President Mugabe, as Prime Minister, presided over these senseless killings. His response to the cry for a simple apology and for transitional justice was that it was a “moment of madness”. Really? Was it one moment of madness or more than 20 000 moments of madness? To us it was more—–it can only be described as cruel, unbridled, State sponsored terrorism. Cruelty manifested in divisive politics of hate, violence, intolerance, racism and tribalism which form part of the DNA of Zanu-PF. This, my countrymen and women, we will put an end to come 2018. Not through retribution but restitution.
Fellow Zimbabweans, for change to come we all have a part to play. The most critical role that you must play wherever you are is to register to vote so that you can participate in shaping the destiny of your own country and securing the future of your children by voting for change. Failure to do so would mean that you are voting for the perpetuation of our current suffering. Let’s go out in our numbers and register to vote so that we can usher in a new dispensation where every Zimbabwean irrespective of race, creed, religion or tribe is given an equal opportunity to prosper.
Ladies and gentleman, it would be remiss for me not to mention that whilst yesterday we started a journey of alliance building, the real journey for the democratization of our country started in 1997 with people like myself and Professor Ncube here, when we launched the National Constitutional Assembly. It was an inspired process designed to give the people of this country the freedom that they demand and deserve through the enactment of a democratic constitution.
Today, we take pride in that we achieved what we set ourselves to do – a new democratic Constitution with a superior bill of rights. This was against the wishes of President Mugabe and Zanu-PF. Sadly, most parts of that constitution, notably devolution of power to the provinces are still to be implemented because democracy and freedom are alien to President Mugabe and Zanu-PF. A difficult proposition indeed as President Mugabe once said.
I want to promise today that come 2018, we will fully implement our Constitution as part of our democratization agenda and ensure that our provinces and local authorities take responsibility for the management of their own affairs.
It would also be equally dishonest not to recognize that in our journey with Professor Ncube we both made our own mistakes. We split our party in 2005. The cost of that vote splitting in addition to the blatant manipulation of results was delayed change for the people of Zimbabwe in 2008. Ladies and gentleman, it takes humble leadership to accept one’s mistakes but it takes bold leadership to correct those mistakes.
It is in this respect that I am both relieved and pleased to have signed a Memorandum of Understanding with Professor Ncube, as a first step towards undoing the damage we caused ourselves. Today, Professor Ncube and I will open a new chapter and craft a political agreement that should see us harness and combine our known electoral strength to face our common opponent as a united front.
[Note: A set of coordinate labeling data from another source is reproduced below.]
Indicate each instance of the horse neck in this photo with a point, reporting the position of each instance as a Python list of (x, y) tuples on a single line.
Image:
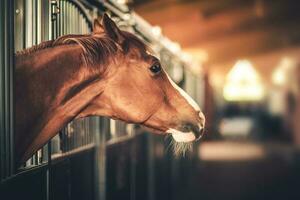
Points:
[(49, 84)]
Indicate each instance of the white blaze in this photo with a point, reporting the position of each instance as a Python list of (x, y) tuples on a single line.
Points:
[(180, 136), (184, 95)]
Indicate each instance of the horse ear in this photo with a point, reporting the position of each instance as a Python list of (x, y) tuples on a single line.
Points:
[(97, 28), (111, 29)]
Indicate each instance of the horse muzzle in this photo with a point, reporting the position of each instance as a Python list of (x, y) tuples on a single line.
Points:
[(188, 132)]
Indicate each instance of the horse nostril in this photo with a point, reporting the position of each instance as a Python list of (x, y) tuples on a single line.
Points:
[(197, 129), (201, 133), (202, 118)]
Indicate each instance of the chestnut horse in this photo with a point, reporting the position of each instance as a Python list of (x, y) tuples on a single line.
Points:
[(106, 73)]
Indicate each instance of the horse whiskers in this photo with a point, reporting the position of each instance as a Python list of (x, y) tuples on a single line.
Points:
[(178, 148)]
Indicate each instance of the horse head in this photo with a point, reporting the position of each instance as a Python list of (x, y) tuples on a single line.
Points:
[(138, 89)]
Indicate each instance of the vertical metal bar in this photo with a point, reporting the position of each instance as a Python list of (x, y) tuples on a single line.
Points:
[(102, 127), (7, 89)]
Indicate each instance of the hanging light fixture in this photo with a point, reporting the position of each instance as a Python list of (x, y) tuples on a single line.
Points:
[(243, 83)]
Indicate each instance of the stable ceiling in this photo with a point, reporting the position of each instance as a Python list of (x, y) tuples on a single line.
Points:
[(226, 30)]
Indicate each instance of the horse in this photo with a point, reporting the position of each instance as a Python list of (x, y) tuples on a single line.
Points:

If anyone in this country expects us to contest the next elections separately as we did in 2008 and 2013 and expect a different result, it will not only be a third moment of real madness, but the highest form of insanity and none of us is insane.
Finally, to my late friend and comrade Gibson Sibanda, I have taken the first step to do that which you would have wanted us to do.
May your dear soul rest in eternal peace.
Today, we are coming together once again because Zimbabwe and the collective interests of its people are more important than any one of us.